The web research is consistent on three sector-wide headwinds investors should keep in mind when reading ELV's numbers:
Medicaid cost trend post-redetermination. All publicly traded MCOs — Centene, Molina, Humana, UnitedHealth, Elevance — flagged elevated medical costs in 2024–2025 driven by higher acuity in retained members. Elevance's Medicaid operating margin guidance for 2026 sits near negative 1.75%.
Medicare Advantage repricing. UnitedHealth cut 2026 guidance and projected a revenue decline; Molina's stock fell 20% on a similar warning. Elevance's MA membership is projected to decline in the high-teens percent in 2026 by design (intentional bid pricing).
ACA enrollment unwind. More than 1M fewer Americans signed up for Obamacare plans for 2026 as enhanced premium tax credits expired; Jefferies has been actively re-modeling Elevance's exchange-segment dynamics.

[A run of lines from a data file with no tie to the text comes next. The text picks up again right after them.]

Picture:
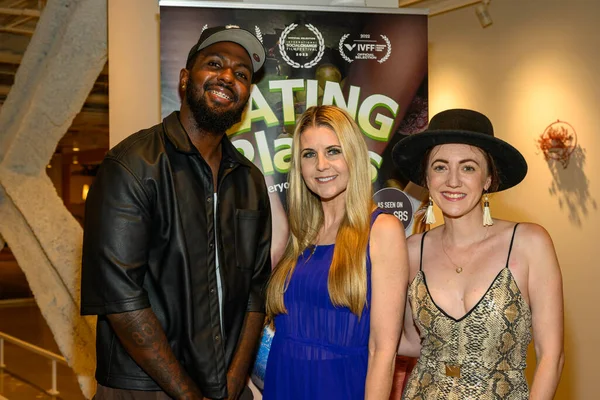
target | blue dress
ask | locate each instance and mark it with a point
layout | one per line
(319, 351)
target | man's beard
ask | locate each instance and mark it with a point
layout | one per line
(207, 118)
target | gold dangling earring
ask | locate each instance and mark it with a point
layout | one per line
(487, 216)
(429, 215)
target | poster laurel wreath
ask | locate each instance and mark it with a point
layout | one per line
(293, 63)
(389, 52)
(284, 55)
(258, 33)
(321, 46)
(341, 48)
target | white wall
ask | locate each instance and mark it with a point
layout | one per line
(537, 63)
(133, 67)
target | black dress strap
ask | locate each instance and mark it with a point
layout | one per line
(512, 239)
(421, 260)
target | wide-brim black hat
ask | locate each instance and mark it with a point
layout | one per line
(464, 127)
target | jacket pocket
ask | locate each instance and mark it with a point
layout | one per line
(247, 224)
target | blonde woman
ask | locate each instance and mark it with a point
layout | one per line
(337, 295)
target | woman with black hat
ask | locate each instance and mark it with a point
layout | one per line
(478, 286)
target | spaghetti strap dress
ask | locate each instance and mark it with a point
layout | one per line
(319, 351)
(480, 356)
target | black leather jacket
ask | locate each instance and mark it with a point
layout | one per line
(149, 242)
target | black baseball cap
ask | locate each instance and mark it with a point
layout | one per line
(235, 34)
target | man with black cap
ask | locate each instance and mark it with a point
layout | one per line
(177, 236)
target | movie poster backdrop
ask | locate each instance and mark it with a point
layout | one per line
(371, 62)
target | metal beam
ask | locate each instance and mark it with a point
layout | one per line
(20, 12)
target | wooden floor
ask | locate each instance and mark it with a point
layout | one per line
(27, 375)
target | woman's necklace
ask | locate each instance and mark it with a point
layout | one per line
(457, 268)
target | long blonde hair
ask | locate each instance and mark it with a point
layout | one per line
(347, 281)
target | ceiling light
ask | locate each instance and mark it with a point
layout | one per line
(483, 14)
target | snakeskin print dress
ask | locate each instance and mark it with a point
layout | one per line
(480, 356)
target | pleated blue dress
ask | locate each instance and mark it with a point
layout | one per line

AI as a battleground in claims. Reuters notes AI deployment "on both sides of the tug-of-war" between providers seeking higher reimbursement and insurers wanting proof of medical necessity. Elevance's Klover analysis paints AI/data as core to its competitive playbook.
All figures in USD. Cited dates reflect article publication or event timestamp as captured in the source URL. Where two sources differ on a metric, both are presented.